Pur non appartenendo al settore tecnologico, anche l’azienda produttrice di auto elettriche Tesla deve affrontare diverse sfide, non da ultimo il rapido aumento della concorrenza nel settore dei veicoli elettrici. Pare che la cinese BYD abbia superato i livelli di produzione raggiunti da Tesla nell’ultimo trimestre del 2023 e, grazie ai suoi aggressivi programmi di sconti, potrebbe rafforzare la sua presenza nei mercati esteri in cui i consumatori sono attenti ai prezzi.
Investire durante l’attesa
Confrontando i grafici di alcuni indici equiponderati, che neutralizzano gli effetti della concentrazione delle società più grandi con quelli degli omologhi ponderati in base alla capitalizzazione di mercato, è chiaro che nel lungo periodo i primi tendono a sovraperformare. È altrettanto vero che evitare i titoli delle società a più alta capitalizzazione è stato un approccio sensato quando la concentrazione era ai massimi, perché le quotazioni delle società con le valutazioni più elevate scontano già gran parte delle buone notizie. Gli anni successivi allo scoppio della bolla delle dot.com nel 2000, ad esempio, sono stati ricchi di successi per i gestori value e, per molti versi, hanno visto la consacrazione del settore degli hedge fund. In quegli anni una selezione dei titoli efficace veniva premiata e molti titoli sottovalutati erano pronti a sovraperformare il mercato.

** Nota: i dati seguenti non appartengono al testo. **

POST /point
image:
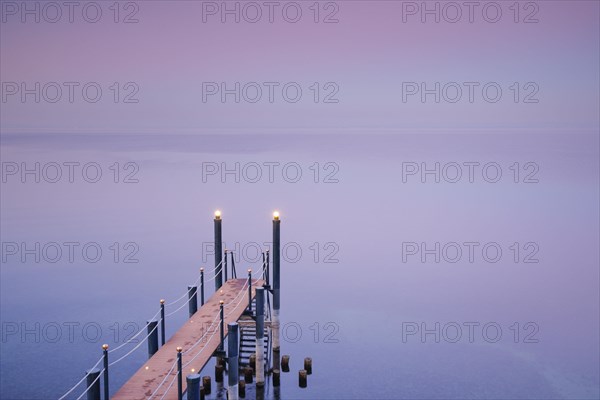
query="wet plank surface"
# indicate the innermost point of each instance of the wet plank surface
(199, 337)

Gli indici equiponderati tendono a sottoperformare notevolmente in periodi di grave stress o in presenza di bolle (come la crisi finanziaria globale, la pandemia da Covid, la guerra del Golfo del 1990-91 e la bolla delle dot.com). Da marzo dello scorso anno le versioni equiponderate dell’S&P 500 e dell’MSCI World hanno nettamente sottoperformato quelle ponderate in base alla capitalizzazione di mercato. Vista l’assenza di uno stress significativo a livello mondiale, questo andamento è indicativo di una bolla o la nostra è solo un’interpretazione troppo fantasiosa delle relazioni storiche?
Mentre il mercato attende che la bolla delle Magnifiche sette scoppi o si sgonfi, continuiamo a ricordare agli investitori i benefici della diversificazione e a spiegare perché i titoli più grandi per capitalizzazione di mercato non generano sempre i migliori rendimenti nel lungo periodo.